Researchers discover new role for protein in cell division

The well known protein ATF5, or Activating Transcription Factor 5, controls how often specific genes are expressed, or copied from DNA. ATF5 regulates genes that control cell survival.

But the research team has identified a part this protein is playing that is not related to its transcription factor role. Within the part of the cell called the centrosome, ATF5 is also acting as a structural protein.

Structural proteins perform much like their name suggests: they maintain cell shape and make up connective tissues like cartilage and bone.

Telling a cell biologist that a transcription factor is doubling as a structural protein is like telling your neighbor you are building a backyard shop on a foundation of pudding. The scientist--and your neighbor--wouldn't believe you. It's never been seen before.

"This is an eye opener for people working in the field," said David Liu , a member of the research team.
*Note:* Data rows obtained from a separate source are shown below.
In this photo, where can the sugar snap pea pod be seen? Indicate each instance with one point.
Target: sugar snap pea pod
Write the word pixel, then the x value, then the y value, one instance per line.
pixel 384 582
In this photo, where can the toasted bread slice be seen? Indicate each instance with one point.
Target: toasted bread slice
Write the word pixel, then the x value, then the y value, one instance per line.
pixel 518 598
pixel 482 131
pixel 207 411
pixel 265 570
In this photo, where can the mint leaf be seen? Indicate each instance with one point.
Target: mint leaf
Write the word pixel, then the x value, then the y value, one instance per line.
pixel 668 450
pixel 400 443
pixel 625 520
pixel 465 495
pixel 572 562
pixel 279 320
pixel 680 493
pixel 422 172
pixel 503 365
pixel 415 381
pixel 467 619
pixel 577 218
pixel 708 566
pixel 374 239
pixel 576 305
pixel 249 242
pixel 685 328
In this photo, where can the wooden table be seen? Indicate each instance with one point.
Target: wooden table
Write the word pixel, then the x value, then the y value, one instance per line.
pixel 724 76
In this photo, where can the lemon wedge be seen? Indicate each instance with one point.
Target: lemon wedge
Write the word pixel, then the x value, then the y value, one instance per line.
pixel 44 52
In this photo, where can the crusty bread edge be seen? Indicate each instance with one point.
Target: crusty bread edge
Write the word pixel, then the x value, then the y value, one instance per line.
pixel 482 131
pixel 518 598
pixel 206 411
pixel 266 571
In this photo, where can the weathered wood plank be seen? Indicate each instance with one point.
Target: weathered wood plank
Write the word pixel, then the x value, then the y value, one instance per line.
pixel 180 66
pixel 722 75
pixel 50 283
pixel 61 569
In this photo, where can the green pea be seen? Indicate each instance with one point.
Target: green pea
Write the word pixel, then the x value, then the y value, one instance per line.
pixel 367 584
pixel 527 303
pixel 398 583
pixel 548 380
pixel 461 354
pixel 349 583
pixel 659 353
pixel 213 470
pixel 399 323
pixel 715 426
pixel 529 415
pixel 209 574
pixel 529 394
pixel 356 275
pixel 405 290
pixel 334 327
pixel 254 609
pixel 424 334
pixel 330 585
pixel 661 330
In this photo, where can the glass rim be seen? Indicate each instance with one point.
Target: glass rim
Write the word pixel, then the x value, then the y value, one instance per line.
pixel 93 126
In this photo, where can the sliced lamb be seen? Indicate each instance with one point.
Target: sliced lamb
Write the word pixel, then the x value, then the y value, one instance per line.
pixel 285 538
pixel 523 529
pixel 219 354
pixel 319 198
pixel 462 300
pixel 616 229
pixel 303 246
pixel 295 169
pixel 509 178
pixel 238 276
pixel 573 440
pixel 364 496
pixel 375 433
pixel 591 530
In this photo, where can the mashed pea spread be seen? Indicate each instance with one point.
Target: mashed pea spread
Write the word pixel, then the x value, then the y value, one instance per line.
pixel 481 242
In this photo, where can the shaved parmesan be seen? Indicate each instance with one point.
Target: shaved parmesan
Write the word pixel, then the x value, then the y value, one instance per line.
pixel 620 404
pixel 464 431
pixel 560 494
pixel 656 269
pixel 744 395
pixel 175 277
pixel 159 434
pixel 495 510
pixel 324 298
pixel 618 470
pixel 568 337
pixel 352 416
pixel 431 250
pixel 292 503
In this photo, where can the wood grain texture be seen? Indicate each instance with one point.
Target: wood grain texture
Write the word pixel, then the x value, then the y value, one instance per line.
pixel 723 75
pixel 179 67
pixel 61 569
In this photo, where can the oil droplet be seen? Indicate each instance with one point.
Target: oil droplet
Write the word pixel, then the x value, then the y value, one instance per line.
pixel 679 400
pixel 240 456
He is an associate professor at the WSU College of Pharmacy and corresponding author on the research, to be published in the July 30 issue of Cell.

Liu and five pharmaceutical sciences colleagues at the WSU Health Sciences campus in Spokane teamed with scientists from Penn State, the Chinese Academy of Sciences, Zhejiang Sci-Tech University and the University of Texas to complete the study that was funded in part by the American Cancer Society and the U.S. Department of Defense.

Cells studied include ovary and breast cancer and glioma (brain tumor).

The discovery provides the first evidence of structural interactions within the centrosome and the role of ATF5, which was "strategically located within the centrosome and playing a totally different role than we previously understood," said Liu.

The centrosome is the cell component vital to successful cell division and duplication, which affect a wide spectrum of larger processes from healing to cancer growth to fighting off disease.

"Failure of centrosome duplication can result in malformation of mitotic spindles, causing a variety of genomic instabilities," said Liu. Malformed cells contribute to tumor development and conditions such as dwarfism, ciliopathy, microcephaly and problems with cilia movement.

Cilia work like antenna and communicate with the rest of the cell to move it toward nutrients, but knowledge is limited on how cilia work, said Liu. This discovery helps connect the dots, and Liu is hoping this research will expand understanding of cell survival.

"Cell survival is fundamental and affects all of our cells, with broad implication across many types of disease. Knowing how to correct a defect, we have the hope to treat disease," he said.

In a previous study, Liu tagged the ATF5 protein with green dye, a fluorescent protein produced by jellyfish, and discovered ATF5's presence in an area of the cell that didn't seem to make sense. He wanted to show that the presence of ATF5 outside its "normal place" was irrelevant so he could get back to studying what he was originally focused on: ATF5's role as a transcription factor.

"After finding this, I wanted to disprove it. But the more I worked on it, the more it was apparent it had real purpose," said Liu. "Ultimately, it became a big discovery."